And he bought. Anything that was undervalued, he bought, in great storehouses, so much that he had to create alts and secondaries in many worlds, because his primary characters couldn't carry all the undervalued junk he was buying. He spent a hundred dollars -- two hundred -- three hundred, snapping up assets, spreadsheeting their nominal value. On paper, he was incredibly, unspeakably rich. On paper, he could afford to move out of his one-bedroom apartment that was a little too close to the poor and scary East Palo Alto for his suburban tastes, buy a McMansion somewhere on the peninsula, and go into business full time, spending his days buying magic armor and zeppelins and flaming hamburgers, and his evening opening checks.

In reality, he was going broke. The theory said that these assets were wildly undervalued. The marketplace said otherwise. He'd cornered the market on several kinds of marvellous gew-gaws, but no one seemed to actually want to buy them from him. He remembered Jenny Rosen, and all the crushing ways that theory and reality could sometimes stop communicating with one another.

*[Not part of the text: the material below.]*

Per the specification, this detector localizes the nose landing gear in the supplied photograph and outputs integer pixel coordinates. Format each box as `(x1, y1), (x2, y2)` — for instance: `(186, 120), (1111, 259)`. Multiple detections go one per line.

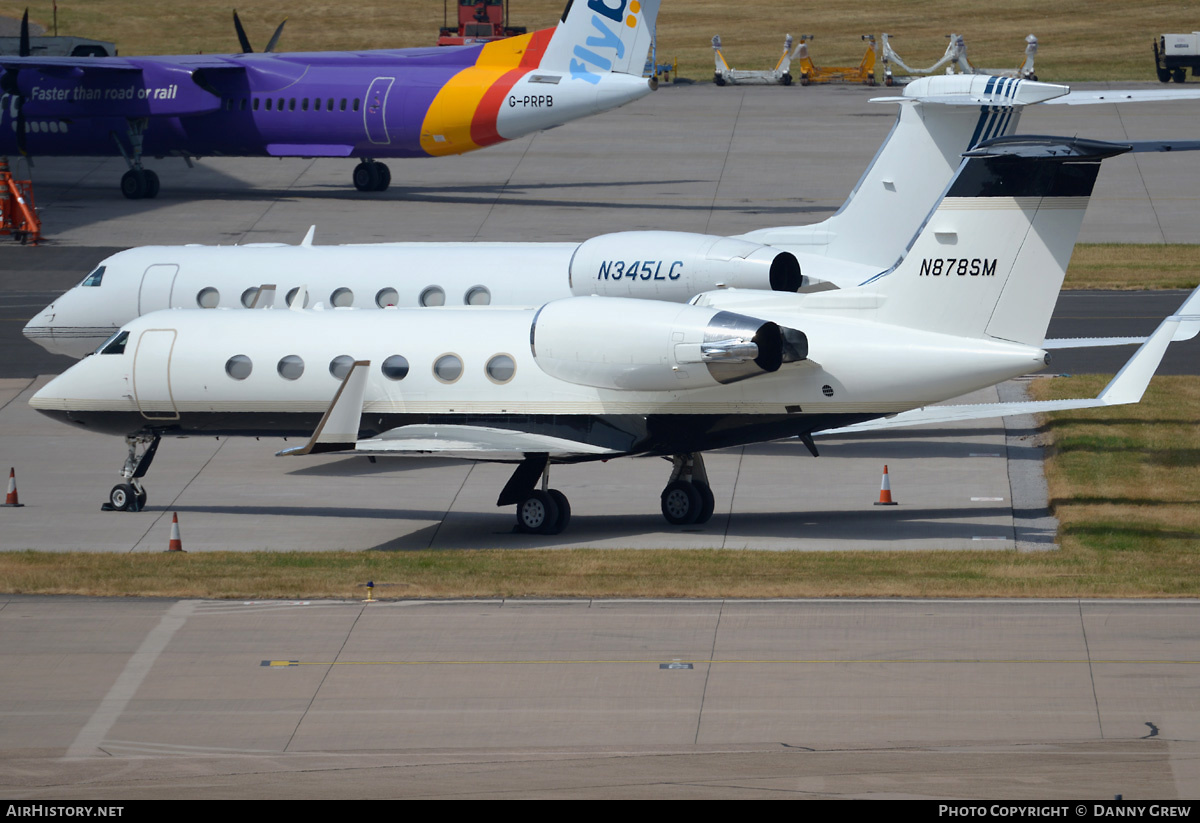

When the first red bills came in, he stuck them under his keyboard and kept buying. He didn't need to pay his cell phone bill. He didn't need his cell-phone to buy magic lizards. His student loans? He wasn't a student anymore, so he didn't see why he should worry about them -- they couldn't kick him out of school. Car payments? Let them repo it (and they did, one night, at 2AM, and he waved goodbye to the little hunk of junk as the repo man drove it away, then turned back to his keyboard). Credit card bills? So long as there was one card that was still good, one card he could use to pay the subscription fees for his games, that was all that mattered.

Living close to East Palo Alto had its advantages: for one thing, there were food-banks there, places where he could line up with other poor people to get giant bricks of government cheese, bags of day-old bread, boxes of irregular and unlovely root-vegetables. He fried all the latter in an all-day starch festival and froze them, and then he proceeded to live off of cheese and potato sandwiches, and one morning, he realized that his entire body and everything that came out of it -- breath, burps, farts, even his urine -- smelled of cheese sandwiches. He didn't care. There were ostrich plumes to buy.

Disaster struck: he lost track of which credit card he was ignoring and had half of his accounts suspended when his monthly subscription fees bounced. Half his wealth, wiped out. And the other card wasn't far behind.

He thought he could probably call his parents and grovel a bit and get a bus ticket to Petaluma, hole up in his folks' basement and lick his wounds and be yet another small-town failure who came home with his tail between his legs. He'd need a roll of quarters and a payphone, of course, because his cellphone was now an inert, unpaid, debt-haunted brick. Lucky for him, East Palo Alto was the kind of place where you got lots of people who were too poor even to go into debt with a cell-phone, people who also needed to use payphones.

He tucked himself into his grimy bed on a Wednesday morning and thought, Tomorrow, tomorrow I will call them.

But tomorrow he didn't. And Friday he didn't, though he was now out of government cheese and wasn't eligible for more until Monday. He could eat potato sandwiches. He couldn't buy assets anymore, but he was still tracking them, watching them trade and identifying the bargains he would buy, if only he had a little more liquidity, a little more cashish.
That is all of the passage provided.